A close look at video of Bowe's release+ READ ARTICLE
Sure, it’s grainy, with the narrator speaking a foreign language. But the video released by the Taliban on Wednesday is more revealing than anything the Pentagon has said about the late-Saturday afternoon rendezvous deep in a Khost valley where Army Sergeant Bowe Bergdahl began his long ride home.
The cinéma vérité puts us on the ground inside a remote corner of Afghanistan. We’re sharing the (edited) view of the cameraman and the 17 other Taliban insurgents who gathered to meet the modified UH-60 Black Hawk chopper that touched down in eastern Khost province to begin Bergdahl’s long trip home after nearly five years in Taliban captivity:
—Bergdahl is sitting in the right rear seat of a pickup truck. His posture is unusual; his hands may be bound in some way underneath his thighs.
—He appears dazed at best, terrified at worst. At a minimum, he seems plainly out of it. He listens as a masked captor, leans into the vehicle. “Don’t come back to Afghanistan,” the armed man says in Pashto. “You won’t make it out alive next time.”
—Bergdahl, wearing traditional Afghan garb under a striped white shawl, is pale and gaunt, as if he’s been inside for years. He’s blinking incessantly, as if he hasn’t seen bright light for a long time, either.
—A Taliban flies a white flag, like that flown by the Taliban government during its five years in power, on what appears to be a freshly-cut branch.
—Bergdahl wipes dust, or a tear, from his left eye, just before the Taliban speaking to him taps him softly three times on his right shoulder.
—One Taliban is armed with what appears to be a radio, apparently keeping superiors informed of what’s happening on the ground.
—A Black Hawk helicopter appears overhead.
—Bergdahl stands outside the vehicle with one of his captors. His eyes seem to follow the descent of the approaching chopper.
—Bergdahl and a pair of Taliban meet with three U.S. personnel, in civilian clothing.
—As Bergdahl is led to the helicopter, his gait appears unsteady.

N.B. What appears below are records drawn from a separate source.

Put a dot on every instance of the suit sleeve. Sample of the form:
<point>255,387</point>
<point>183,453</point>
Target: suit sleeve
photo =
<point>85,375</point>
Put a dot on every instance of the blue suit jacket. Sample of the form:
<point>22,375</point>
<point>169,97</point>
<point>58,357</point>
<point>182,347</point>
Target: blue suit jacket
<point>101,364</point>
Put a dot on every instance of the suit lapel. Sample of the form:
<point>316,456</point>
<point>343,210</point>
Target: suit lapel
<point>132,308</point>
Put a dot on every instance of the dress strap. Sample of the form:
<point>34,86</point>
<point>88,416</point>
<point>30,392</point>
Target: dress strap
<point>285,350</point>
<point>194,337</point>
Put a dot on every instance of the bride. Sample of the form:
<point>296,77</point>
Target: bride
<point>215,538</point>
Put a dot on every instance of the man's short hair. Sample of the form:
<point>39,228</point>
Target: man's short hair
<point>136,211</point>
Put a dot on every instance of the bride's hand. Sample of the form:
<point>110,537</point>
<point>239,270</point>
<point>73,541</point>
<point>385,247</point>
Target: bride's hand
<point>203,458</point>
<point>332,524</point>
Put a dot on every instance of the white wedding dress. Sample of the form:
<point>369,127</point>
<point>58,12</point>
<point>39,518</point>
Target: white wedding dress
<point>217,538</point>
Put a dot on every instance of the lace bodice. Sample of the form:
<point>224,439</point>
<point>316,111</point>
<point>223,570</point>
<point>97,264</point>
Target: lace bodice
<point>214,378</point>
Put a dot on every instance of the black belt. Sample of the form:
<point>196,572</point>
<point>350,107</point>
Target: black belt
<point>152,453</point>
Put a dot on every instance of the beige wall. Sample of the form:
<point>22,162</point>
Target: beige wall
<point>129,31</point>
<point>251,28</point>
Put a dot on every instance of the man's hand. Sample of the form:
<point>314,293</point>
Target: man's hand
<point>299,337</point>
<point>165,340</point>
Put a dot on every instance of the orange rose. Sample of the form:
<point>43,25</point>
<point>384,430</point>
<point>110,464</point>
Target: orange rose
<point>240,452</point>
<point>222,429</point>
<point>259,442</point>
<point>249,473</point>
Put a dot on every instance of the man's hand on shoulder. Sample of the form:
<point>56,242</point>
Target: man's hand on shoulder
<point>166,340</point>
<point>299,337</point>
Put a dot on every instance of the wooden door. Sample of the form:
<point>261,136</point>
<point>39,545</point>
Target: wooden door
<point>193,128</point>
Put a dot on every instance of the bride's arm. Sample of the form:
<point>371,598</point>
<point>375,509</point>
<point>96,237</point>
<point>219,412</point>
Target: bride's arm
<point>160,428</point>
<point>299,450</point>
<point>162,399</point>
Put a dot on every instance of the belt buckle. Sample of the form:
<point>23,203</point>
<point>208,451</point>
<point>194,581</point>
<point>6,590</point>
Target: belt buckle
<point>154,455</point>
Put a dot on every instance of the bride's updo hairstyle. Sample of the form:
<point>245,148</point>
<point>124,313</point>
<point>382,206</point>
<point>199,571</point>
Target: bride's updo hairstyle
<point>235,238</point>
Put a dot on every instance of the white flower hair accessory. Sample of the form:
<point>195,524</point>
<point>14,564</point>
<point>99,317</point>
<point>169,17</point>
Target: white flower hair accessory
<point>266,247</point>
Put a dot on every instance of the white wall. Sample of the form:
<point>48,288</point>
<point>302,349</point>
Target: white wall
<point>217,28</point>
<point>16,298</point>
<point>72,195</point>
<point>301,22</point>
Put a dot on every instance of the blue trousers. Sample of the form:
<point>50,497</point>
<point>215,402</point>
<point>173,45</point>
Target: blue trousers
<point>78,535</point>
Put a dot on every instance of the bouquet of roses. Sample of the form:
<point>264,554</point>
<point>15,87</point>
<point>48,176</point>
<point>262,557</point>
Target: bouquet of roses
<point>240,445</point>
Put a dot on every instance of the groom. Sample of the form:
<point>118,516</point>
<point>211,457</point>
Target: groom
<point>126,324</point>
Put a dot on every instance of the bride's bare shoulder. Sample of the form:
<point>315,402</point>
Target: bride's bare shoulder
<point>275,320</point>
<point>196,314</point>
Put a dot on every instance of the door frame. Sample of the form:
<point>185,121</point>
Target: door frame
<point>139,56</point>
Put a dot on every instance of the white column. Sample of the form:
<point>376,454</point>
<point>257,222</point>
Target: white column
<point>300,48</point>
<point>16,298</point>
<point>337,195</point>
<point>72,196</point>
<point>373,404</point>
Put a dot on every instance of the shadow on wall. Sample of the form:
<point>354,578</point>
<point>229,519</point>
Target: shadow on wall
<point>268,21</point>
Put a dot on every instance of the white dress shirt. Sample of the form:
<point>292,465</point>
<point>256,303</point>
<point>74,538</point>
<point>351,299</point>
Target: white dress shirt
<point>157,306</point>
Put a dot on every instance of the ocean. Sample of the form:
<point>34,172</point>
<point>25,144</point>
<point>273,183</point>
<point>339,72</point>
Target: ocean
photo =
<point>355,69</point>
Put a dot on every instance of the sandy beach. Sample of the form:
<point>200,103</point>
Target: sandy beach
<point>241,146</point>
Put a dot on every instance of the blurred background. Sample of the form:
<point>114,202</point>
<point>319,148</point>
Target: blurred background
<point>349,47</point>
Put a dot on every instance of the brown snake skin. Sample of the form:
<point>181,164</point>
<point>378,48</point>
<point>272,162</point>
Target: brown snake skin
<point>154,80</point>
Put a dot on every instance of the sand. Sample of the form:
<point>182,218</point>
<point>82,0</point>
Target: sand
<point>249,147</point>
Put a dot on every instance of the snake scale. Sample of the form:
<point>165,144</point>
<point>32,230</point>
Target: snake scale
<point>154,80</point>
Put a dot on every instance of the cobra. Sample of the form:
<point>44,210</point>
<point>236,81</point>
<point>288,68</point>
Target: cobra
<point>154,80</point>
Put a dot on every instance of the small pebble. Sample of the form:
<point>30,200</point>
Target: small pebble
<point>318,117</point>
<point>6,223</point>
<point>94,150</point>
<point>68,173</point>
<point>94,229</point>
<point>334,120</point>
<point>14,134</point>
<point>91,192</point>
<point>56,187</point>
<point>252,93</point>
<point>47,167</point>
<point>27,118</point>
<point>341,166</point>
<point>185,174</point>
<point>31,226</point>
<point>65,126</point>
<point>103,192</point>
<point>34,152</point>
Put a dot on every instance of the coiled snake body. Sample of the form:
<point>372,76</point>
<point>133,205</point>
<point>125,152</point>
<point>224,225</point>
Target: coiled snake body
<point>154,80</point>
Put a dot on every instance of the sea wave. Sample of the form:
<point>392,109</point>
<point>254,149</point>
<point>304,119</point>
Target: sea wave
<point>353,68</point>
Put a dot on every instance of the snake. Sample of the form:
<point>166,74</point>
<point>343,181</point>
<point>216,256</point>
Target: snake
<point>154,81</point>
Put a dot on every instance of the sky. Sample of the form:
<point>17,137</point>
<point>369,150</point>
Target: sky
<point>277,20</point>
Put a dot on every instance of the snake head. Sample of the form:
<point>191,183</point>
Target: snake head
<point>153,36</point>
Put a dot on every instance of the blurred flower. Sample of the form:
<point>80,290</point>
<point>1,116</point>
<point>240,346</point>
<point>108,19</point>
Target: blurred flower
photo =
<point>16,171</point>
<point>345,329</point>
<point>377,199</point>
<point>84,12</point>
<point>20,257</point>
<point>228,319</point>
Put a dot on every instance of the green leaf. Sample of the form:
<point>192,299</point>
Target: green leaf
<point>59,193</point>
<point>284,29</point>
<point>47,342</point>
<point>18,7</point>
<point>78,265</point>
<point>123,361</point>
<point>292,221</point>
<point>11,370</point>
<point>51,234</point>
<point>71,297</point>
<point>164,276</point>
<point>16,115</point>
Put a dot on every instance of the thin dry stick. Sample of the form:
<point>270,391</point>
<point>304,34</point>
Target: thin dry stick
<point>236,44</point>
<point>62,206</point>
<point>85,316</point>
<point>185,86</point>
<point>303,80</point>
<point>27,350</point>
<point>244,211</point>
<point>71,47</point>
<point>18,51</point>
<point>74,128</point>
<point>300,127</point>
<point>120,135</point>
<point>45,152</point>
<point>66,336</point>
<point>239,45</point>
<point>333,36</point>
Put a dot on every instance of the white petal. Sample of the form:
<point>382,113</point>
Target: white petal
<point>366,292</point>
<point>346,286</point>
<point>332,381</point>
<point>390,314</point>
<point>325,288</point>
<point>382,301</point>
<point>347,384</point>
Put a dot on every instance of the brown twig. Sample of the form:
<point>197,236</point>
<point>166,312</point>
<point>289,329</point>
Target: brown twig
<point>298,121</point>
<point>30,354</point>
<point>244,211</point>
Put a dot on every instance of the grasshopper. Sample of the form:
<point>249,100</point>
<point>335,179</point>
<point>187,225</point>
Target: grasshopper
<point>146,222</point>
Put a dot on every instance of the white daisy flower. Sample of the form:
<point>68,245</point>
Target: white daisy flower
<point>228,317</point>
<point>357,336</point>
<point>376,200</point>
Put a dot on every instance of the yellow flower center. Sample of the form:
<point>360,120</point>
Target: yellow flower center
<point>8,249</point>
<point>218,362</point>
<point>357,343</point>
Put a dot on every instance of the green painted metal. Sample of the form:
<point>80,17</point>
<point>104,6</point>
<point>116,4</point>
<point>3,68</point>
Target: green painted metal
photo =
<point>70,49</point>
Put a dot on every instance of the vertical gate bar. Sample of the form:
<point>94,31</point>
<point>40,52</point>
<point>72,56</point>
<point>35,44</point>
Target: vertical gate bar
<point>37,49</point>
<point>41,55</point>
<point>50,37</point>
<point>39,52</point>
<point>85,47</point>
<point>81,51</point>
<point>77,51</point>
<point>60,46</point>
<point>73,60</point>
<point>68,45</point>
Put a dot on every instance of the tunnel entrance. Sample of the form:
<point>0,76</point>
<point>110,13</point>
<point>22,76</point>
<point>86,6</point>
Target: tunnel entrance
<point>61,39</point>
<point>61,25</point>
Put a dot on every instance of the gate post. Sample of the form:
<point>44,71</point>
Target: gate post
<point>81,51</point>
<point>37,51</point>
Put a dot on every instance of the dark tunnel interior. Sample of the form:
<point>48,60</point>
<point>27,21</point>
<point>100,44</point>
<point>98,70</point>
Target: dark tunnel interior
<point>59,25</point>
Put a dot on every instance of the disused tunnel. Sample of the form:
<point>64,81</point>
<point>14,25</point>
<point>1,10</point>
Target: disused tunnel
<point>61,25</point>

That could be because he had been shackled for much of the time, including while he slept, following a reported escape attempt. A fellow American holds him by the left arm, helping to ease him over the rough terrain.
—The U.S. troops wave goodbye to the Taliban. The Taliban wave back. Bergdahl doesn’t look back, and doesn’t wave. His head’s bearing suggests his eyes are focused on the helicopter in front of him.
—U.S. troops pat down Bergdahl before they let him into their helicopter, filled with troops in uniform. That’s simple due diligence. Bergdahl could have been carrying a weapon, or drugged and booby-trapped by his captors.
Any high-risk, high-profile military operation such as this one is an iceberg, where cameras can capture only a small piece of what’s there. Lurking overhead are more helicopters crammed with additional troops if the first chopper ran into any kind of trouble—mechanical or otherwise.
“They took every possible precaution we could take,” Defense Secretary Chuck Hagel said following the pickup, “through intelligence, surveillance, reconnaissance, through having enough of our assets positioned in the right locations having enough helicopters, doing everything we possibly could do to anticipate any violence or anything going in a different direction.”
Most critical, of course, were the anonymous Special Operations troop on board Black Hawk #41 that touched down for a minute deep inside Taliban-controlled territory: the pair of pilots that kept it flying, the crew chief that kept it humming, and the soldiers who escorted Bergdahl across their helicopter threshold bound for home.